This study investigates the relationship between serum uric acid (SUA) levels and lupus nephritis (LN) in systemic lupus erythematosus (SLE) patients with normal renal function. Elevated SUA levels were found to be associated with both the presence of LN and an increased risk of developing LN over time.
Background
Systemic lupus erythematosus (SLE) is a complex autoimmune disorder with significant morbidity, particularly due to lupus nephritis (LN). Early detection and monitoring of LN are crucial for improving patient outcomes, yet current noninvasive methods are limited. Identifying reliable biomarkers, such as serum uric acid (SUA), could enhance risk assessment and management strategies in SLE patients.
Data Highlights
Group
SUA Levels (µmol/L)
p-value
LN Patients
489.2 ± 80.8
< 0.001
NLN Patients
339.8 ± 104.2
Key Findings
Initial SUA levels were significantly higher in LN patients compared to NLN patients (489.2 vs. 339.8 µmol/L, p < 0.001).
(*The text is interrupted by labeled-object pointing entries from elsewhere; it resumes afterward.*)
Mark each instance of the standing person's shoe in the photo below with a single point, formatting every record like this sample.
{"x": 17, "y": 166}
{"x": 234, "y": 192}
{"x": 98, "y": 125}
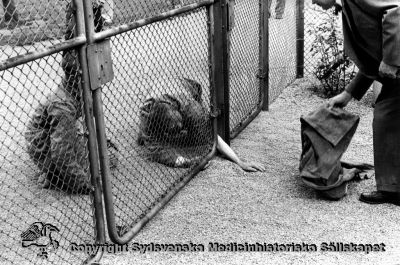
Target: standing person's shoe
{"x": 378, "y": 197}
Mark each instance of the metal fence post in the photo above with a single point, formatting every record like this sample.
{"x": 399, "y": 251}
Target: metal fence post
{"x": 219, "y": 54}
{"x": 98, "y": 213}
{"x": 264, "y": 52}
{"x": 300, "y": 38}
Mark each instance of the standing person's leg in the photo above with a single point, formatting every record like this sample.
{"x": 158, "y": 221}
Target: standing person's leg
{"x": 386, "y": 137}
{"x": 280, "y": 8}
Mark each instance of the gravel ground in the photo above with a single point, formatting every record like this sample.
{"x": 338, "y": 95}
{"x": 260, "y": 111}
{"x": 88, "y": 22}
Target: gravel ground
{"x": 224, "y": 204}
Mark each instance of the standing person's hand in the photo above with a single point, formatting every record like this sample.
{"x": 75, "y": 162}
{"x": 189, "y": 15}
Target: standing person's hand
{"x": 389, "y": 71}
{"x": 340, "y": 100}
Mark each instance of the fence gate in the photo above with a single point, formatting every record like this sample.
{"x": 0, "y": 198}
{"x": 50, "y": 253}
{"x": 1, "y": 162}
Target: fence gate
{"x": 152, "y": 47}
{"x": 248, "y": 63}
{"x": 44, "y": 159}
{"x": 108, "y": 108}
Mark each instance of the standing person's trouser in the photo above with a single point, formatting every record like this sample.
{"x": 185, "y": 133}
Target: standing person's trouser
{"x": 386, "y": 134}
{"x": 279, "y": 8}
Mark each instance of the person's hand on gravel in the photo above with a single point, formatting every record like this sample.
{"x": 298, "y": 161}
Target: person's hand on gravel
{"x": 340, "y": 100}
{"x": 251, "y": 166}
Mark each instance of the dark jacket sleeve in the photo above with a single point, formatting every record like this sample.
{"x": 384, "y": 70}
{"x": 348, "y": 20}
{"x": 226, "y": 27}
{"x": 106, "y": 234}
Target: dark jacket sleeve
{"x": 390, "y": 10}
{"x": 359, "y": 85}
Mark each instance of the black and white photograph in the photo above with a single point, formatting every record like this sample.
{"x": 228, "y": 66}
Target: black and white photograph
{"x": 191, "y": 132}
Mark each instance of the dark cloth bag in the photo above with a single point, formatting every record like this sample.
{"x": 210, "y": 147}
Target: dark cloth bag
{"x": 325, "y": 134}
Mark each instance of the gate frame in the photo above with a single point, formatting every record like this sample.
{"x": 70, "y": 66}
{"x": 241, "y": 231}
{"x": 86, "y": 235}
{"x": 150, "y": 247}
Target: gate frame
{"x": 99, "y": 118}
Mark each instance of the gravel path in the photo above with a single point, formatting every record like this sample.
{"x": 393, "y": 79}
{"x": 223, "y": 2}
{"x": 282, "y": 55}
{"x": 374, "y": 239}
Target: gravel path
{"x": 224, "y": 204}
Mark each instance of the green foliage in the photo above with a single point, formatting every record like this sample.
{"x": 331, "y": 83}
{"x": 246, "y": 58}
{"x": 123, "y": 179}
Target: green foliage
{"x": 334, "y": 69}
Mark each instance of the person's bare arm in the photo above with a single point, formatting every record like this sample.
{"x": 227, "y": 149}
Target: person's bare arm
{"x": 227, "y": 151}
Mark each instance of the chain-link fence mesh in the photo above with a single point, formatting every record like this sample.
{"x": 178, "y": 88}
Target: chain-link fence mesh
{"x": 282, "y": 45}
{"x": 245, "y": 90}
{"x": 157, "y": 111}
{"x": 45, "y": 178}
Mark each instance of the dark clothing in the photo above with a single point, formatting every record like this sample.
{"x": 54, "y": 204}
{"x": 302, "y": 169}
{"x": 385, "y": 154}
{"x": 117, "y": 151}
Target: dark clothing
{"x": 371, "y": 35}
{"x": 386, "y": 129}
{"x": 325, "y": 135}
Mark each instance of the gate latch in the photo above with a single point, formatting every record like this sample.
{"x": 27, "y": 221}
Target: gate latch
{"x": 100, "y": 63}
{"x": 231, "y": 14}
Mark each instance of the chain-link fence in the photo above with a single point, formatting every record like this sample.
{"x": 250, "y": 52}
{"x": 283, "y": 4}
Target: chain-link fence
{"x": 157, "y": 111}
{"x": 118, "y": 101}
{"x": 284, "y": 19}
{"x": 46, "y": 202}
{"x": 246, "y": 66}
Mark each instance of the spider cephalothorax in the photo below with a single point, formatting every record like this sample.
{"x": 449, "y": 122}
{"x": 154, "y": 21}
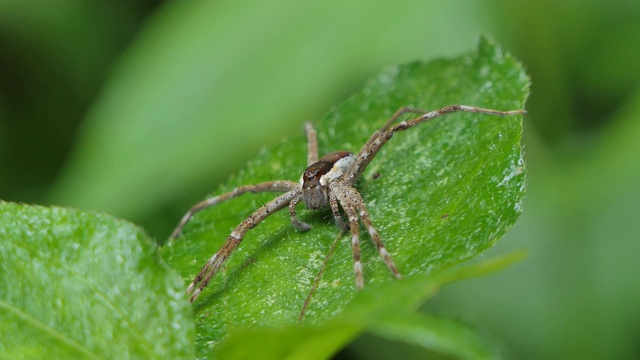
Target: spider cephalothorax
{"x": 315, "y": 180}
{"x": 327, "y": 182}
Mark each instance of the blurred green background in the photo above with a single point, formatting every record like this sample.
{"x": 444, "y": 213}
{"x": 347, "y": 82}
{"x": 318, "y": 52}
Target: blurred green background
{"x": 140, "y": 108}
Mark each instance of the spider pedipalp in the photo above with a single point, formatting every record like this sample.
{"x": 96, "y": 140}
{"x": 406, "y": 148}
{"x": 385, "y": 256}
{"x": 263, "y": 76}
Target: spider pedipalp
{"x": 327, "y": 182}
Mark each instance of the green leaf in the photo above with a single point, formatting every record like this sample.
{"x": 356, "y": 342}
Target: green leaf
{"x": 82, "y": 285}
{"x": 446, "y": 191}
{"x": 385, "y": 316}
{"x": 438, "y": 334}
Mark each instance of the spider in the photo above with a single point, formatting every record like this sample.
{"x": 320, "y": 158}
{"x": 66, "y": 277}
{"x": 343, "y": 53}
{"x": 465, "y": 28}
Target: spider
{"x": 328, "y": 182}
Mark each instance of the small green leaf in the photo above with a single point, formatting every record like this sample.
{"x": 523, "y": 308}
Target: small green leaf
{"x": 438, "y": 334}
{"x": 443, "y": 192}
{"x": 82, "y": 285}
{"x": 369, "y": 311}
Elevated SUA was linked to baseline LN with an adjusted odds ratio of 4.20 for each 1-SD increase (95% CI 2.00–8.83, p < 0.001).
Incorporating SUA into clinical models improved discrimination for LN risk (AUC increased from 0.863 to 0.929, p = 0.001).
Over 3 years, 28.2% of NLN patients developed incident LN; higher SUA was associated with increased risk (adjusted HR 1.83, 95% CI 1.09–3.07, p = 0.022).
The association of SUA with LN may reflect broader disease activity and systemic inflammation.
Clinical Implications
Clinicians should consider monitoring SUA levels in SLE patients with preserved renal function as part of their risk assessment for lupus nephritis. Elevated SUA may indicate not only renal involvement but also systemic disease activity, warranting closer observation and potential intervention.
Conclusion
SUA levels may serve as a valuable biomarker for assessing the risk of lupus nephritis in SLE patients with normal renal function, highlighting the need for further exploration of SUA's role in disease management.